If you just care about the ATE on the training set, then use the doubly robust ATE (which you can get programmatically from the ate_
attribute). The ate()
method is more flexible, allowing you to also compute the ATE for other populations X, but it is not doubly-robust.
In terms of interpretation, a value of 0.313 means that increasing the probability of assigning an individual to treatment 5 instead of treatment 0 by p will increase the likelihood of a severe outcome by 0.313p. (This estimate is linear in the treatment probability which may not be completely realistic for a discrete outcome, since for some values of X we may have small variations in treatment that correspond to large variations in output, which would extrapolate to more than a 100% change in severity probability given a 100% change in treatment from one level to another, which is impossible)

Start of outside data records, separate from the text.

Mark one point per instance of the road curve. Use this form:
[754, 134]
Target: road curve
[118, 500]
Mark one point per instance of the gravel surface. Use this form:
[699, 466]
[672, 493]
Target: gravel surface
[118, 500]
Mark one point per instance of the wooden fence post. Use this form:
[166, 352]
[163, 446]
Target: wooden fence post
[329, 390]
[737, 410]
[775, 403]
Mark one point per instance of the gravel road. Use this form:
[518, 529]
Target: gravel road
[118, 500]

@kbattocchi Hi Keith, Thanks for the reply. I am working with accident data. The treatment variable taken here is the relative velocity and '5' indicates more than 80kmph and '0' is 20kmph. The target variable is injury severity. I expected a result that would say if relative velocity changes from 0 to 5, it would increases the injury severity probability by x. But the way you intrepreted is little different.

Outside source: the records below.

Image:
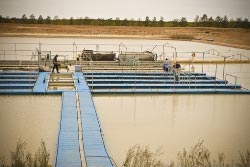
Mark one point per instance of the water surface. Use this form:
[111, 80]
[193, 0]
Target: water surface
[29, 118]
[174, 122]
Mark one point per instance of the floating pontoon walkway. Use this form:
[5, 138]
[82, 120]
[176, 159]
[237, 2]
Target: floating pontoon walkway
[80, 141]
[94, 149]
[68, 154]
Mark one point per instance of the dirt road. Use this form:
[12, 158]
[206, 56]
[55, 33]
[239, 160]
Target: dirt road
[238, 38]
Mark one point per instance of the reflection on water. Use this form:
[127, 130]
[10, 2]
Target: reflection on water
[30, 118]
[174, 122]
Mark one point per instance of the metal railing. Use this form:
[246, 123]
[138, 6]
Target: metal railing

- So the use case is not applicable here? In general, i want to analyse the parameters from the accident Database and its influence on injury severity which is a categorical variable.
- As you mentioned , ATE here is linear, so should i use Treatment Featurizer?
@ellpri I think that my answer is consistent with what you're looking for - changing 100% from '0' to '5' means changing the severity probability by 100% of 0.313, i.e. increasing it by 0.313. I only added the caveat because the linearity of the model is not necessarily completely realistic for discrete outcomes - we perform the estimate conditional on X by regressing the unexpected variation in outcome conditional on X and W to on the unexpected variation in treatment conditional on X and W, and empirically it's possible that for some X there was a big unexpected change in Y (there was a severe injury when we thought that was only 10% likely given X, say) but only a small unexpected change in T (the relative velocity was 5, and we thought that was 95% likely given X) - in that case it looks like a very small change in T leads to a big change in Y, which will extrapolate to a more than 100% change in outcome given a change in treatment from '0' to '5'. Despite this, empirically DML seems to generally perform well with discrete outcomes even though theoretically something like a "double machine learning for logistic regression" setup might be more appropriate.
The treatment featurizer won't affect this - you're already fitting a CATE model that is flexible in X (because you are using CausalForestDML), so featurizing X won't buy you anything - the linearity that I'm talking about is linearity in the treatment (probability). But discrete models are linear in the treatment without loss of generality.